Italy’s foreign minister, Emma Bonino, told reporters on Aug. 6 that “it seems” the Italian Jesuit priest Paolo Dall’Oglio, missing more than a week in Syria, “has been kidnapped by...a local version of Al Qaeda.” • The attorney Frances X. Hogan, Jane Marie Klein, O.S.F., and the diocesan leader and social worker Barbara Thorp received the U.S. bishops’ People of Life Award for lifetime commitment to the pro-life movement on Aug. 4. • On Aug. 7 Secretary of State John Kerry appointed the ethicist Shaun Casey of Virginia to head the new State Department Office of Faith-Based Community Initiatives. • Msgr. Robert Weiss, pastor of St. Rose of Lima in Newtown, Conn., and the parish’s St. Virgilius Knights of Columbus Council 185 received the first Caritas Awards from the national Knights of Columbus in recognition of their extraordinary efforts in the aftermath of the shooting at Sandy Hook Elementary School last December. • Pope Francis’ orders restricting the use of the Latin Mass in communities of the Franciscan Friars of the Immaculate “do not intend to contradict the general instructions” of Pope Benedict, but respond to the congregation’s “specific problems,” said Federico Lombardi, S.J., the Vatican spokesman, on Aug. 2.
Cardinal Albert Malcolm Ranjith of Colombo, Sri Lanka, expressed “shock and distress,” accusing the Sri Lankan military of storming a Catholic church and firing on those inside. They had sought refuge in the church after a protest over the pollution of a local water source was violently dispersed. The cardinal condemned the army’s action in a strongly worded statement read on Aug. 7 during the funeral for one of three people who died in the incident on Aug. 1 at St. Anthony Parish in Weliweriya, a village just outside the capital. Authorities said more than 50 people were injured during the assault. “It was sacrilege for anyone to enter such sacred precincts with arms in their hands and to behave in a violent manner there,” Cardinal Ranjith said at the funeral of Ravishan Perera, 18, a student at St.

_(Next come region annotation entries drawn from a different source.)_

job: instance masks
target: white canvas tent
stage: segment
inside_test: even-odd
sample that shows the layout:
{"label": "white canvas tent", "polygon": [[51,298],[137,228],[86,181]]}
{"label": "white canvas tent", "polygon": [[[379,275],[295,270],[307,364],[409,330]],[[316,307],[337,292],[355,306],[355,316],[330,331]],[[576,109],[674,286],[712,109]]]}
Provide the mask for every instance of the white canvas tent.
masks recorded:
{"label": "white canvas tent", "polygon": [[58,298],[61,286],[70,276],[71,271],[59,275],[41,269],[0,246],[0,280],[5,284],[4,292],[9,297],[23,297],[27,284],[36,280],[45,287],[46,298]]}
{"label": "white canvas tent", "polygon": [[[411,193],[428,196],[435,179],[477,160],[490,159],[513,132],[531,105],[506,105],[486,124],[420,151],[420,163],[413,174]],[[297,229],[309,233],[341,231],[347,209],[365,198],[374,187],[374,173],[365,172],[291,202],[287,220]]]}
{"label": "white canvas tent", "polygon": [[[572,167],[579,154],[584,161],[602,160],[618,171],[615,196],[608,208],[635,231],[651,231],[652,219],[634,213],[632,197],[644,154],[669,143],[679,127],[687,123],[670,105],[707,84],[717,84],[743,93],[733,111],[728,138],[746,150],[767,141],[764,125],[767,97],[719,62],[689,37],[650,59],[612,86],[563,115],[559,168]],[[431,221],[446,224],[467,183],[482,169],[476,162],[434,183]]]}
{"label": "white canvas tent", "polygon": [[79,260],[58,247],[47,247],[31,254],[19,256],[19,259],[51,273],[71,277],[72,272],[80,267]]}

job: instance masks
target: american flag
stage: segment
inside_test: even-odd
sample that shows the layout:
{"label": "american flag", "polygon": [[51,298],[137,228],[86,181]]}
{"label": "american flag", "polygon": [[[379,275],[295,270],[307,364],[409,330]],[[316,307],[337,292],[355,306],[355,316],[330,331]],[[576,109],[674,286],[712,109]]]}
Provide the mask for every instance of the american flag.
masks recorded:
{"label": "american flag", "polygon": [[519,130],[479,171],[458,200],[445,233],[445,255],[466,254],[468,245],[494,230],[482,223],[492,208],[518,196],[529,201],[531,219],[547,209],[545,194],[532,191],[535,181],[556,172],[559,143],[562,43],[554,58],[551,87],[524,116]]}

Peter’s College in Colombo who died after being shot in the head. Cardinal Ranjith demanded that the “those found guilty [should] be punished without consideration of rank or status.”
The number of permanent deacons in the Catholic Church in the United States continues to rise, according to a national survey conducted by the Center for Applied Research in the Apostolate, at Georgetown University. Nationally there are more than 18,000 deacons, about 3,000 of them retired. Many permanent deacons hold jobs outside of the ministry. An estimated 21 percent of active permanent deacons are also compensated for ministry. A small percentage of deacons work full-time in pastoral care in a parish or at a social services agency. Ninety-three percent of active deacons are currently married; 4 percent are widowers and 2 percent never married. About a quarter are in their 50s; 43 percent are in their 60s; and 25 percent are 70 or older. “The statistics are encouraging,” said Archbishop Robert J. Carlson, chair of the U.S. bishops’ Committee on Clergy, Consecrated Life and Vocations. “But they also alert us to the fact many of the deacons will soon reach retirement age. This suggests a need for bishops to recruit a greater number of men to join the ranks of the permanent diaconate.”